The show then moves to claims by Mikail Vosin and Alexander Shcherbakov, two Soviet scientists who published an article in 1970 claiming that the Moon is a spacecraft.[3] The article was published not in a scientific journal, but in Sputnik, a magazine which has been compared to Reader’s Digest.  This lends a careful observer to think that it was intended as a way to undermine American science and achievements with the general public in the USSR.

Next, there is a discussion of supposed artificial structures on the Moon.  This requires little comment beyond what has already been said about the supposed artificial structures on Mars: it is an example of Pareidolia, the phenomenon in which people see familiar patterns where none exist.  More evidence of supposed alien habitation is given in the form of flickering lights seen on the Moon’s surface.  An excerpt from the interview with Aldrin is shown in which he describes them as “flicker-flashes,” but says they did not investigate further because they “were on their way home.”  Though they remain unexplained, a recent article in the journal Nature explains evidence indicating they are gas eruptions.[4]  What they aren’t is some kind of alien skyline.  The show ends with the suggestion that aliens are living on the far (dark) side of the moon, but offers no evidence other than the logic of aliens keeping their bases out of sight.

Overall, this is not one of the more convincing episodes, at points it feels like they didn’t even try.

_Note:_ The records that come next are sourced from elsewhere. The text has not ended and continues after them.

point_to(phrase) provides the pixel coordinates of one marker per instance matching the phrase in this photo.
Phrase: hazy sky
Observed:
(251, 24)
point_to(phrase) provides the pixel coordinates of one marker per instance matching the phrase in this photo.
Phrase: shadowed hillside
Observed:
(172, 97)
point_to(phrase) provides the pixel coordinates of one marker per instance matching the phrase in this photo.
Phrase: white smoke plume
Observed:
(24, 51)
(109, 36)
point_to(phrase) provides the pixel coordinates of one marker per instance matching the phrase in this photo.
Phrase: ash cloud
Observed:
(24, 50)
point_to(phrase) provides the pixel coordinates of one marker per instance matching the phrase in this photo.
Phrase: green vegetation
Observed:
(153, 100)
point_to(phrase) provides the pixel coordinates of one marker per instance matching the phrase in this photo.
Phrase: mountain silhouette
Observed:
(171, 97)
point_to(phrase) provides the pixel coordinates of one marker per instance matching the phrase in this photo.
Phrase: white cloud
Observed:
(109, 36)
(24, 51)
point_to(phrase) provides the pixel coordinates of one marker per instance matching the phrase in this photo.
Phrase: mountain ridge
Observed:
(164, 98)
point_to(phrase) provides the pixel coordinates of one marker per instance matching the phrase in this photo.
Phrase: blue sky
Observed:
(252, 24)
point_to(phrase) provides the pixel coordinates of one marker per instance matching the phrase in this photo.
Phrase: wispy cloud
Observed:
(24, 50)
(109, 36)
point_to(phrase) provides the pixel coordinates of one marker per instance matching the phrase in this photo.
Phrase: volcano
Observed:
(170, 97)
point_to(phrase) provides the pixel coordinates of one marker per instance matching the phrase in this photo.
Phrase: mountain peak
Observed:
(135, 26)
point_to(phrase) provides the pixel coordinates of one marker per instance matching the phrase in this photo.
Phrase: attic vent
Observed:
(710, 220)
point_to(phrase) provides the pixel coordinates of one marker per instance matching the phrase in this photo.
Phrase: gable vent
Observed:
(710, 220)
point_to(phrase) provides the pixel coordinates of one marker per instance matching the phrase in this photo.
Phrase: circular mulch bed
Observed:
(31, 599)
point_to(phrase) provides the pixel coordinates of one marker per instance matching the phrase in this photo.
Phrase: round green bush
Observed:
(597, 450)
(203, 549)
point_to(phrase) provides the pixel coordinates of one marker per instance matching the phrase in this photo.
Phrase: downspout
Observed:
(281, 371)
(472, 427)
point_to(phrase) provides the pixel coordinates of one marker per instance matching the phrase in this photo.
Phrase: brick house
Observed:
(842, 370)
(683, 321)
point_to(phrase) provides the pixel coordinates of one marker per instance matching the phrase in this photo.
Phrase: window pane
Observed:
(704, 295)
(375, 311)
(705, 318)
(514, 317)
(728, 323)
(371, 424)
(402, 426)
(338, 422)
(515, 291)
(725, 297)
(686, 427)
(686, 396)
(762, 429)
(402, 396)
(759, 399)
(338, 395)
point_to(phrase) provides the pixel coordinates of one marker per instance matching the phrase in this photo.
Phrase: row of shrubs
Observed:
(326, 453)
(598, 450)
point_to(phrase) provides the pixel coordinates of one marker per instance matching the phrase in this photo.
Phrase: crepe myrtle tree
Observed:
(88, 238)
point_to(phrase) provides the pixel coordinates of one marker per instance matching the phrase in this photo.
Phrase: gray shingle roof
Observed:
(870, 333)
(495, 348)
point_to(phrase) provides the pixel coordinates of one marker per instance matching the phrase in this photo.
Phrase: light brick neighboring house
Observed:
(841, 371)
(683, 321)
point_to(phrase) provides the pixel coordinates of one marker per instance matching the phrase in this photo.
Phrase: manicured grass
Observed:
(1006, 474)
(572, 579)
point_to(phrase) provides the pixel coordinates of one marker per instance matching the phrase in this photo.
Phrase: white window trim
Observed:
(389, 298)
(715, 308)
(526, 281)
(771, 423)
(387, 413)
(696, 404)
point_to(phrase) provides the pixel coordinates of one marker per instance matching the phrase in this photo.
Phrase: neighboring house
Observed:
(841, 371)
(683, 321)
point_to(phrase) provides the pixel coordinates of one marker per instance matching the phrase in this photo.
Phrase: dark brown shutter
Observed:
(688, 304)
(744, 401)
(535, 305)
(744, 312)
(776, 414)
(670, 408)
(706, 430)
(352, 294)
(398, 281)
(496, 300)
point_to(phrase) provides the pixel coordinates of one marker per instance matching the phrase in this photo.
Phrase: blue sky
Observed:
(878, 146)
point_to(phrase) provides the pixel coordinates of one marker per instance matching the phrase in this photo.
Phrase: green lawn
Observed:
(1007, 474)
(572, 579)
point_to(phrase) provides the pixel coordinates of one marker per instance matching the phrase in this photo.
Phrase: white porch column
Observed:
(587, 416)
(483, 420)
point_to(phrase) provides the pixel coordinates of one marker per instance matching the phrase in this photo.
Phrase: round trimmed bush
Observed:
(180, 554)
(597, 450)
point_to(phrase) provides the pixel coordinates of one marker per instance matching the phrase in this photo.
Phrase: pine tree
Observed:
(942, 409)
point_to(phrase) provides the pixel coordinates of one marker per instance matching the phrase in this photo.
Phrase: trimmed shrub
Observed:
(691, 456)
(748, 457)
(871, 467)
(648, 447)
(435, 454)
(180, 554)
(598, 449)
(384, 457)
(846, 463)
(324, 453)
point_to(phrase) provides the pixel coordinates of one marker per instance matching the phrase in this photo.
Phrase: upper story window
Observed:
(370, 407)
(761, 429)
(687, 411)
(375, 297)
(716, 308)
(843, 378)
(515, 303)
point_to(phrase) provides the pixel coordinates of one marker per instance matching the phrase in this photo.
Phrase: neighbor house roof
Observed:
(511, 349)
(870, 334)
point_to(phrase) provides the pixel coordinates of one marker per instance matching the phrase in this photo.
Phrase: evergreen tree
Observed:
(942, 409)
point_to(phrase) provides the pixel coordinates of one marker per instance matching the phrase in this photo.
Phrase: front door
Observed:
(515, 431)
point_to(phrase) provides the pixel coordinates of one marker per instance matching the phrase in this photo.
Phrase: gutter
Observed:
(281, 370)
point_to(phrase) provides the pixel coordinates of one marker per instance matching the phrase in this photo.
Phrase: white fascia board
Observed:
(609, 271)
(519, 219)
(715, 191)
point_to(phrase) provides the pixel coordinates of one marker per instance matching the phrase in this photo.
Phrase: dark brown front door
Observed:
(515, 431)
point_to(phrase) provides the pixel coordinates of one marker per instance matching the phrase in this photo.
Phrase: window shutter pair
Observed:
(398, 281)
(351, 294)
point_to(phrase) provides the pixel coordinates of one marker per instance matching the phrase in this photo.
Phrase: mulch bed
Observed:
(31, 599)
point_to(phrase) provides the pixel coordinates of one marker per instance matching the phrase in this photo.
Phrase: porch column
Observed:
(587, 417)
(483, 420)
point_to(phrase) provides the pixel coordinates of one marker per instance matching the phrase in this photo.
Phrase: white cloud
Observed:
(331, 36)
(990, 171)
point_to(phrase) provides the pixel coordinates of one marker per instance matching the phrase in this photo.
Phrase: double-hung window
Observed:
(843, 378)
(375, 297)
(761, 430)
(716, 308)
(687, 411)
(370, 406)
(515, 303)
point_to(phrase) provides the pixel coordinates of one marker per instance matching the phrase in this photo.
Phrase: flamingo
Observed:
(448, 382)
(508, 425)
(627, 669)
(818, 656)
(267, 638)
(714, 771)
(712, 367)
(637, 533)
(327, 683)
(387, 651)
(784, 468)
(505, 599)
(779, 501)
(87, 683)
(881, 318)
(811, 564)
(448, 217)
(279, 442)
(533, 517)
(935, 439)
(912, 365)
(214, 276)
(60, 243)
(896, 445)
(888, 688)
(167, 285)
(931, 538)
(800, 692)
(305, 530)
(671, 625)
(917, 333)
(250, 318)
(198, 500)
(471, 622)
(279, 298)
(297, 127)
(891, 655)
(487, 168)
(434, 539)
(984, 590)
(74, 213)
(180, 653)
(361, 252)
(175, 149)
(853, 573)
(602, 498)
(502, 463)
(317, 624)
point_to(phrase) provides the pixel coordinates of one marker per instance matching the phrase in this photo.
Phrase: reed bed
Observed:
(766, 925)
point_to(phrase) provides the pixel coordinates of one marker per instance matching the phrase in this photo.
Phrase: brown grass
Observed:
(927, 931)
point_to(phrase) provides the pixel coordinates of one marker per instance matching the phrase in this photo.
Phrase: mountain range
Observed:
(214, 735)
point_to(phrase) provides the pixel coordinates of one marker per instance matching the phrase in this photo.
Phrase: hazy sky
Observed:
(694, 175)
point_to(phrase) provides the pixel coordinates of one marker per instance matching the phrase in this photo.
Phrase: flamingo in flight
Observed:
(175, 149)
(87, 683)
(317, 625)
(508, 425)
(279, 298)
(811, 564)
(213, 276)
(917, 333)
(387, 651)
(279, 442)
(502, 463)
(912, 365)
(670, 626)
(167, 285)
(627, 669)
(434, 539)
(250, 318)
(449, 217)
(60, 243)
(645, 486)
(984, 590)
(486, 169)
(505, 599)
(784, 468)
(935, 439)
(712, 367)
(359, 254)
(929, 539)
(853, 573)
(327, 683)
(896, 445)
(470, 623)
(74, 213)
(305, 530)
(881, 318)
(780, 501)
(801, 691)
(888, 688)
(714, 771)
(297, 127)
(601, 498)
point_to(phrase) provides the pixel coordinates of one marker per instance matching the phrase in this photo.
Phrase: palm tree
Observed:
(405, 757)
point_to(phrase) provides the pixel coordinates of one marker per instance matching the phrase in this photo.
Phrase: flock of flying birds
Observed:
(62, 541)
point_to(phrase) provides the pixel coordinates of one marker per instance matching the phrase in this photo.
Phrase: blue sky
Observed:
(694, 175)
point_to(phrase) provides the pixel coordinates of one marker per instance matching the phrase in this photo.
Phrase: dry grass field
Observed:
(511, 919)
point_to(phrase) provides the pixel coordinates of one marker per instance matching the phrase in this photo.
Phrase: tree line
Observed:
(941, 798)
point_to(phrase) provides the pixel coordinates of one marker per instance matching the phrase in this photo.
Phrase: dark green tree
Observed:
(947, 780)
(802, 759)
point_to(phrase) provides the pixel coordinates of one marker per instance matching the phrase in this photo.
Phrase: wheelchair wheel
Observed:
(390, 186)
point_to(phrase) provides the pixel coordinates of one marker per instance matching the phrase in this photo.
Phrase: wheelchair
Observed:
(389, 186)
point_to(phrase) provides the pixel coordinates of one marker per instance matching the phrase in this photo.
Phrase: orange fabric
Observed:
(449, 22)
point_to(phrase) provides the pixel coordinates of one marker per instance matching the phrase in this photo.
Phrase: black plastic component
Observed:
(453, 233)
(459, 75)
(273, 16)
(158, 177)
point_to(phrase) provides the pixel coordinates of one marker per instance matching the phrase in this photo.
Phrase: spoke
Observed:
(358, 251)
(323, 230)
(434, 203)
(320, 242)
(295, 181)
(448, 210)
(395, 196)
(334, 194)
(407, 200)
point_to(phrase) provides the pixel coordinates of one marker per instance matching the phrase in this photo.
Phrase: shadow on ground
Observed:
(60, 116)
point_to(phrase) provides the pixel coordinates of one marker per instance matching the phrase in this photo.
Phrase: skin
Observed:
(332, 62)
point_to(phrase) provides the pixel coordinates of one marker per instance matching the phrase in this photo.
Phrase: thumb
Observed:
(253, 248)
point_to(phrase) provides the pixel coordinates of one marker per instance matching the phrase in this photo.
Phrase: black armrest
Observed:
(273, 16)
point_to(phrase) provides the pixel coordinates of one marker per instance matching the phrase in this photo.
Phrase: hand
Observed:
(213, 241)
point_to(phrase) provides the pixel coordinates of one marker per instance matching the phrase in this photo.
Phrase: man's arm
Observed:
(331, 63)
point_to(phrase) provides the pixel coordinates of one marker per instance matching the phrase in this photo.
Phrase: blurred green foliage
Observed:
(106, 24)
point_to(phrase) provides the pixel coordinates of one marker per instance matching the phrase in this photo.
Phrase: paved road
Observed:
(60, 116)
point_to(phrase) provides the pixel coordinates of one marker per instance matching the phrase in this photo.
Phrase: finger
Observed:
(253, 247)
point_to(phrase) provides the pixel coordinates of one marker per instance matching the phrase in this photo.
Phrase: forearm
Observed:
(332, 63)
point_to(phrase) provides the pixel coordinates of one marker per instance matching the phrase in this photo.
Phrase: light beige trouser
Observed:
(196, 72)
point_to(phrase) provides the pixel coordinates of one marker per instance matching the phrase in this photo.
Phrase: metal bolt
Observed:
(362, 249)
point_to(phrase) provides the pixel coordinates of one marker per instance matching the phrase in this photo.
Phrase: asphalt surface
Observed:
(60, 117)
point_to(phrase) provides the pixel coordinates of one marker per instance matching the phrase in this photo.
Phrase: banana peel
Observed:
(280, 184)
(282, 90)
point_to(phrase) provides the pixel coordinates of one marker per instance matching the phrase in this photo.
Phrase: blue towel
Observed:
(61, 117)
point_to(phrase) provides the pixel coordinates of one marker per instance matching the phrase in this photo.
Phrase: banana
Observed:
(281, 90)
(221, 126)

[1] I could write for pages about how unfortunate it is that money is found to spend on war (cold or hot) but not for the sake of knowledge for its own sake.  Instead, I’ll let Dr. Tyson explain in this lovely video: https://youtu.be/CbIZU8cQWXc.

[2] According to his Arizona State bio, he completed his PhD in 1970.  I hope new theories about astronomy and astrophysics have come into being in the last five decades.  See http://cosmos.asu.edu/curriculum-vitae.

[3] I was unable to find a link to the full text of this, if anyone can provide it (in English), please let me know.